The GC may move objects on the heap during collection, which would invalidate any raw pointers into them. Code that needs a stable address — typically for native interop — uses pinning:

fixed statement

unsafe {
    byte[] buffer = new byte[1024];
    fixed (byte* p = buffer) {
        // p points at buffer[0]; the GC will not move buffer during this block
        NativeFunction(p, buffer.Length);
    }
}

The fixed statement requires unsafe context. It is the conventional way to pass a managed array to a P/Invoke call.

GCHandle.Alloc(obj, GCHandleType.Pinned)

For longer-lived pinning (across method boundaries):

GCHandle handle = GCHandle.Alloc(buffer, GCHandleType.Pinned);
try {
    IntPtr ptr = handle.AddrOfPinnedObject();
    NativeRegister(ptr);
    // the buffer is pinned until handle.Free()
} finally {
    handle.Free();
}

Pinned objects fragment the heap (the GC cannot compact around them); pinning should be brief and rare.

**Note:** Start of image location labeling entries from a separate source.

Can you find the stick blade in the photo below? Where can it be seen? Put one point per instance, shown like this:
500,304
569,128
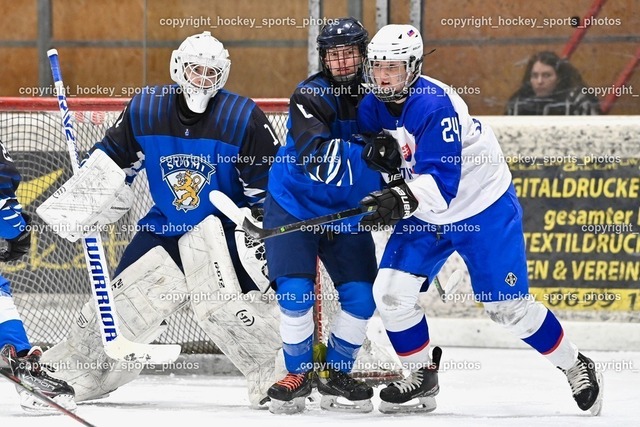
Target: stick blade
225,205
152,354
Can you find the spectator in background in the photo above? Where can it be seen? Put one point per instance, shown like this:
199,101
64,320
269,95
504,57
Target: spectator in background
551,86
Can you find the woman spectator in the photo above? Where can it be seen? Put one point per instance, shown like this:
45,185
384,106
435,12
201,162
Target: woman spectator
552,86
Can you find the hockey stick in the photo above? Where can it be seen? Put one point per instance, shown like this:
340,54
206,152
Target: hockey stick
43,397
115,344
235,214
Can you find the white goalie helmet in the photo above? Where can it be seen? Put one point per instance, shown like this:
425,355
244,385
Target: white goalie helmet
201,67
395,51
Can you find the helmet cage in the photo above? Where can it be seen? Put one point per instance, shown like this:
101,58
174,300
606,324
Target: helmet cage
410,69
342,33
201,68
394,43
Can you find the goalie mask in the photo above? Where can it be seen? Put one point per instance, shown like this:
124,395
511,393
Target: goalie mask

Marshal for native interop

The System.Runtime.InteropServices.Marshal class provides primitives for native interop: Marshal.AllocHGlobal for native heap allocation, Marshal.PtrToStructure for native-to-managed conversion, Marshal.Copy for byte-level transfer.

The unsafe and Marshal-based interfaces are rare in modern application code; they appear in libraries that wrap native APIs and in performance-critical paths.

DefectDescription
Allocating in a hot loopvar s = string.Format(…) or += in a loop allocates per iteration. Use StringBuilder or Span<char> formatting.
Boxing in collectionsList<object> or ArrayList boxes value types. Use List<T> with the concrete type.
Closures capturing localsA lambda that captures a local creates a closure object per declaration site; the local is moved to the heap. Hot paths should avoid closures or use static lambdas (C# 9).
Async allocationsEach await typically allocates a state machine. Use ValueTask<T> for hot async paths that often complete synchronously.
Implicit IEnumerable<T> materialisation.ToList() or .ToArray() allocates; foreach over an IEnumerable<T> does not.
Forgetting using on disposableStreams, sockets, file handles, locks — all leak resources without using.

The combination of using, IDisposable, generic collections, and the Span<T>/Memory<T> types covers most of the practical memory and resource concerns in C#. The cases that remain — fine-grained allocation control, native interop, lock-free data structures — are reduced by careful API design and by libraries that handle the low-level details.